Meski secara yuridis mekanisme itu sah, kualitas dan objektivitas dari output investigasi tim dimaksud sungguh merupakan hal yang tidak logis (ad absurdum) dalam mewujudkan keadilan. Bagaimanapun, ganasnya harimau tidak akan ada yang rela memakan anaknya, karena hanya orang gila saja yang mau membakar rumahnya sendiri.

Kriteria Penerimaan

Selama ini kita sering melihat perilaku sebagian oknum polisi yang cenderung beringas dan ugal-ugalan. Salah satu sebabnya adalah adanya mind stressing pertimbangan fisik dalam kriteria penerimaan anggota Polri dewasa ini.Sementara itu, dimensi moral dan potensi akhlaqul qarimah justru hanya sebagai pelengkap penderita.

Tragisnya lagi, karena program pembinaan profesionalitas anggota baik berdasarkan jenjang pendidikan maupun yang bersifat rutin,lagi-lagi terkonsentrasi pada aspek penguatan fisik dan pengayaan intelektual. Adapun aspek pengembangan kecerdasan emosi dan spiritual sebagai potensi yang sangat esensial dalam menopang interaksi konstruktif dari seorang anggota Polri dalam menghadapi medan tugas yang sangat sensitif, justru merupakan materi yang dianaktirikan dalam kurikulum pembinaan personil.

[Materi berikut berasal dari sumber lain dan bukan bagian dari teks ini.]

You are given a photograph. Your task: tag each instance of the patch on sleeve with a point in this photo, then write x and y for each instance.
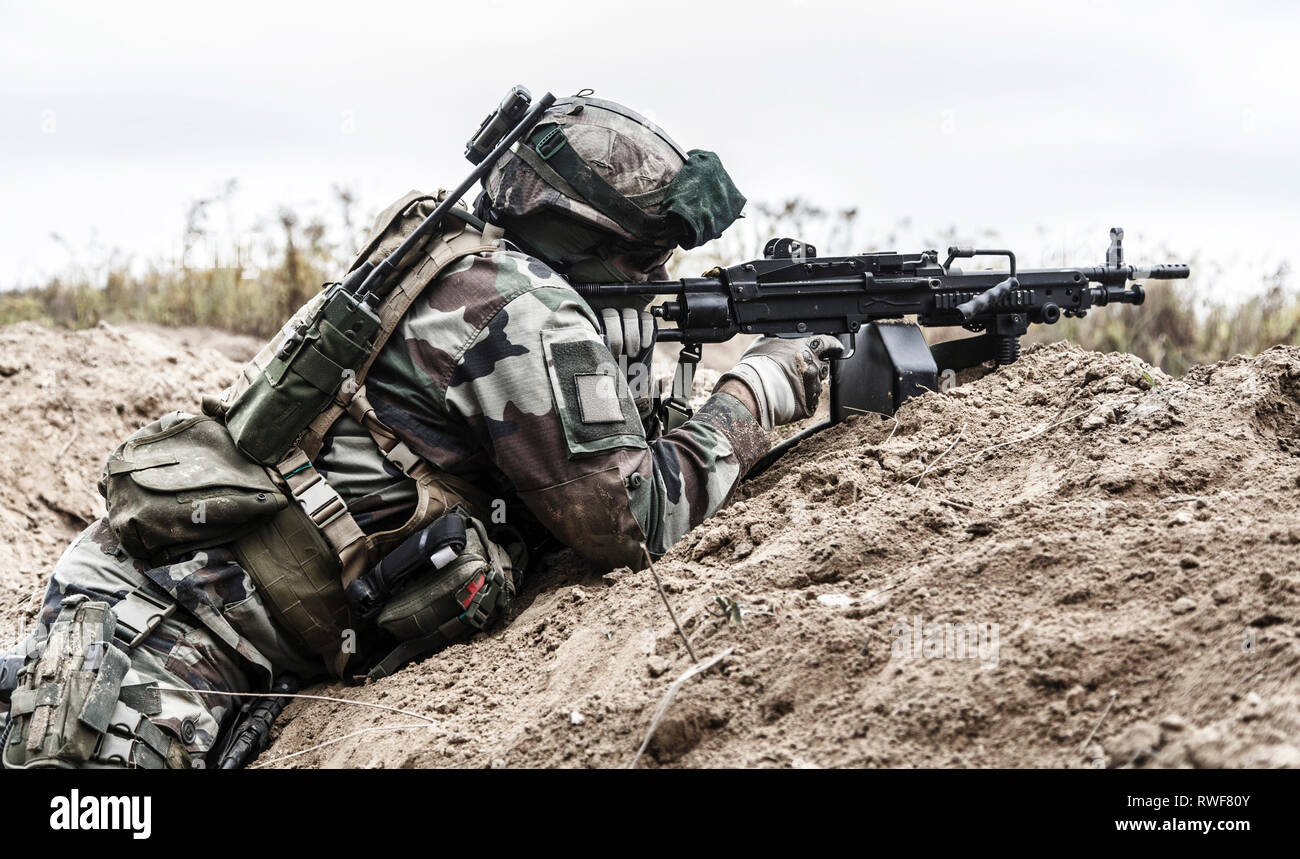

Tengoklah portofolio pembinaan mental (Bintal) dalam struktur Polri, yang keberadaannya dirasakan kurang efektif dan hanya memborosboroskan anggaran. Padahal, mungkin dalam benak kita tersimpan pemahaman bahwa ruang lingkup tugas Bintal seharusnya pada pemantapan moral berbasis agama, sebagaimana yang kerap dilakukan dalam proses pengaderan oleh ormas keagamaan Akibatnya wewenang Polri sebagai aparat penegak hukum, juga sering dieksploitasi dengan berbagai modus.

Banyak kasus sengaja dikriminalisasi secara paksa atau sebaliknya lebih karena ketidakcermatan atau terserempet mafia hukum. Rekening gendut yang melibatkan petinggi Polri dan para elite, nyaris dipetieskan. Tapi Polri sangat tegas, jika menyangkut teroris dan kriminal yang melibatkan kalangan papah. Belakangan ini makin menggejala sikap arogansi oknum anggota Polri yang dengan mudahnya mengintimidasi orang lain.

Tak pelak lagi, warga masyarakat yang selain menjadi korban penganiayaan hak dan kehormatan, oknum polisi juga tiba-tiba merasa paling berkuasa untuk melakukan penggeledahan, penahanan,penyitaan, bahkan perusakan barang milik warga dengan dalih penegakan hukum.